Sunday, March 8, 2009

Ave Verum Corpus

I wish I had taken Latin in school like my friend Margaret. We always joked she was learning the dead language. Thing is it's not really dead, especially when so many of the words in our language are based in Latin. And if you know Latin you won't have any trouble getting through those anatomy or medical classes in college. And if you're Catholic like me it comes in handy when certain songs are being sung. My Dad still rattles off parts of the mass in Latin, as he remembers it back in the day the whole mass was spoken in that language.

Today, as we celebrated the season of lent, I listened to the beautiful words of Ave Verum Corpus sung by our choir. The translation was given before the lyrics began and I was struck at the profound beauty found in such a short verse. Here are the words, first in Latin and then in English.

Ave verum corpus natum de Maria Virgine
vere passum immolatum in cruce pro homine:
cuius latum perforatum fluxit aqua et sanguine:
esto nobis praegustatum mortis in examine.
O Iesu dulcis! O Iesu pie! O Iesu fili Mariae.

Hail true body:
that was born of the Virgin Mary,
That truly suffered and was sacrificed on the Cross for men,
From whose pierced side flowed water and blood;
Be for us a foretaste of death and judgement.
O sweet and gentle Jesus!, son of Mary.

The history I found on this piece is that it was written as medieval religious poetry, some say from Pope Innocent VI. Even though it is short it covers the Incarnation, the Passion, the Eucharist, and the Last Judgement.

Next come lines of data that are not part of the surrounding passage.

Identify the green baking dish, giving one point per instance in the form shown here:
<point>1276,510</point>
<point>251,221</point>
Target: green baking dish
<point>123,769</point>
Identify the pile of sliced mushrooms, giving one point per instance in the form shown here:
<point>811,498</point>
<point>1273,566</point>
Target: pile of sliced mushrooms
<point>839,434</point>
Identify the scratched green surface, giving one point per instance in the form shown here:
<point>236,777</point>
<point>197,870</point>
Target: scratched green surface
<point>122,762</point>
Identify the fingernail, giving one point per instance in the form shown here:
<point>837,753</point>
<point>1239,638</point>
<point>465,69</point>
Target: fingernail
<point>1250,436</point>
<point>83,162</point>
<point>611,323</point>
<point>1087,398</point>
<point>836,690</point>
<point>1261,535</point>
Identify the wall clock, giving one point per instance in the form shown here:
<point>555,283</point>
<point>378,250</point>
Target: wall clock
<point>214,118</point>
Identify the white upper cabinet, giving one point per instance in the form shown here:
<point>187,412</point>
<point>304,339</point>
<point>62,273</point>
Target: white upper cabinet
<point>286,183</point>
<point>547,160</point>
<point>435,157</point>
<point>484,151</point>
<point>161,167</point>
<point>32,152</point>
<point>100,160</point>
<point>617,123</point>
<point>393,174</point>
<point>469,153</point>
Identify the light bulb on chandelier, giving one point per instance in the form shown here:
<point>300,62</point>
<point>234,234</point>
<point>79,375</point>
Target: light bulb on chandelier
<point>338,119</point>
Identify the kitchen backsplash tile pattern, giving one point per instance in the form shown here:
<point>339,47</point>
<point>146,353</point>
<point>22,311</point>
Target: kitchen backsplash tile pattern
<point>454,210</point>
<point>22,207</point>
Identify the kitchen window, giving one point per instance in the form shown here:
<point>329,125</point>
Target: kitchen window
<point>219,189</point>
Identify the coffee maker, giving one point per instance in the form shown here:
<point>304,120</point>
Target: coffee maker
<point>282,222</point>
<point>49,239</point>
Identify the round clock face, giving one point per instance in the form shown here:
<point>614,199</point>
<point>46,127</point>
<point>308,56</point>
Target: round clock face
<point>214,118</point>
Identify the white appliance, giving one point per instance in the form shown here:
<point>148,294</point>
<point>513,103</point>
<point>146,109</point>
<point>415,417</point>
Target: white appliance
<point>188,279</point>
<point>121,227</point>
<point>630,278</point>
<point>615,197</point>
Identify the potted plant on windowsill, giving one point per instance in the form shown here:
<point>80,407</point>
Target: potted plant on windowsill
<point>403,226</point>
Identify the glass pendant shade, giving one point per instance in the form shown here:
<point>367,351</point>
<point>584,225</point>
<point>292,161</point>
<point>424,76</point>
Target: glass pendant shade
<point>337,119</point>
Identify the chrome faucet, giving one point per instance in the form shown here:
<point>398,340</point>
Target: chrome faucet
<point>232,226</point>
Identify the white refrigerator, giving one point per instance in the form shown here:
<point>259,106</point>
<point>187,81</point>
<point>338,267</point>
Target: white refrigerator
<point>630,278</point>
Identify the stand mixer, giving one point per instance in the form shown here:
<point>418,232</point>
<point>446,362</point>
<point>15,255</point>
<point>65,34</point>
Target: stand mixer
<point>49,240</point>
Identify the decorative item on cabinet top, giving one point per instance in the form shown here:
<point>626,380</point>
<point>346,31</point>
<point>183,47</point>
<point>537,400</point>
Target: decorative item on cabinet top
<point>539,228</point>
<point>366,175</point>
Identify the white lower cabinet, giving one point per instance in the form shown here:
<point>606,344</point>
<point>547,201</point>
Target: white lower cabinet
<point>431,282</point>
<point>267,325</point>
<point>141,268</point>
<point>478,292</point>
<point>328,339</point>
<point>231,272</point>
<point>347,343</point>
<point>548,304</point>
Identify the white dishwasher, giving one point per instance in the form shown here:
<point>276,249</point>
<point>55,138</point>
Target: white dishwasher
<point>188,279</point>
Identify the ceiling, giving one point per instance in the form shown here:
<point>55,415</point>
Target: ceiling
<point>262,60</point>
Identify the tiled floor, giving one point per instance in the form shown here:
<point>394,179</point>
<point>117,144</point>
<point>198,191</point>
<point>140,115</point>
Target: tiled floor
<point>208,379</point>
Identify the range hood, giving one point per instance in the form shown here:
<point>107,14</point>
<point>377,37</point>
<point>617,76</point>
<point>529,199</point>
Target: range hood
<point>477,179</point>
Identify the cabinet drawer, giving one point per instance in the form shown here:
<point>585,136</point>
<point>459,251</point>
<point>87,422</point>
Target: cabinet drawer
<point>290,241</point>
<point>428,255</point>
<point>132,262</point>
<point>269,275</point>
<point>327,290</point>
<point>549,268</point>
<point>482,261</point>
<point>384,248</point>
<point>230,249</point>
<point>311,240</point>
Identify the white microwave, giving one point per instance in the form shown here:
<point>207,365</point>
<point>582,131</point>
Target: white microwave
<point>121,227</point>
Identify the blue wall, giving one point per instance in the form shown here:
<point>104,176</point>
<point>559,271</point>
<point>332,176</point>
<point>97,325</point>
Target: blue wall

I love the history of my faith! Knowing that the faithful sat in churches thousands of years ago listening to the same musical words, celebrating Jesus and his sacrifice for us. That kind of love bridges all time.


Pat's Place said...

That IS one of the beautiful things about our religion--the ages and ages of history behind what we do. And I did take Latin so I could understand the Mass when it was in Latin and about the time I learned enough Latin to understand what was going on (3 years in high school) they switched to English! Go figure!

Anonymous said...

Of course, Latin-English missals are available for the rest of us who do not understand Latin - people have no excuse today, unless they sadly cannot read. The Rosary and prayers were permitted way-back-when for that very reason. Illiterate peasants knew the contents of The Mass and had no problem in worship. The essence of The TLM is deeply rich with wholly Catholic Teachings written in a loving and beautiful expression. It continues to teach us our faith and leaves no room for introducing error. Our Catholic Faith's History is INDEED a great evangelization tool; how can people deny what God has said? that He would and did send His Only Son?

My mission today:

PLEASE join with other Catholic Pro Life Bloggers by continually posting at every about Mr. Obama's UNACCEPTABLE stand on the destruction of innocent life - I propose we band together and make a peaceful but continual protest in defense of LIFE! Keep it going! God Bless you and Our Lady of Guadaloupe, Ora Pro Nobis!

Aimee said...

I took Latin so I really enjoy the latin parts of the mass during lent. My son is taking it too using a Catholic Latin curriculum so we know some of the prayers without using the missels. He loves to be able to sing the latin parts!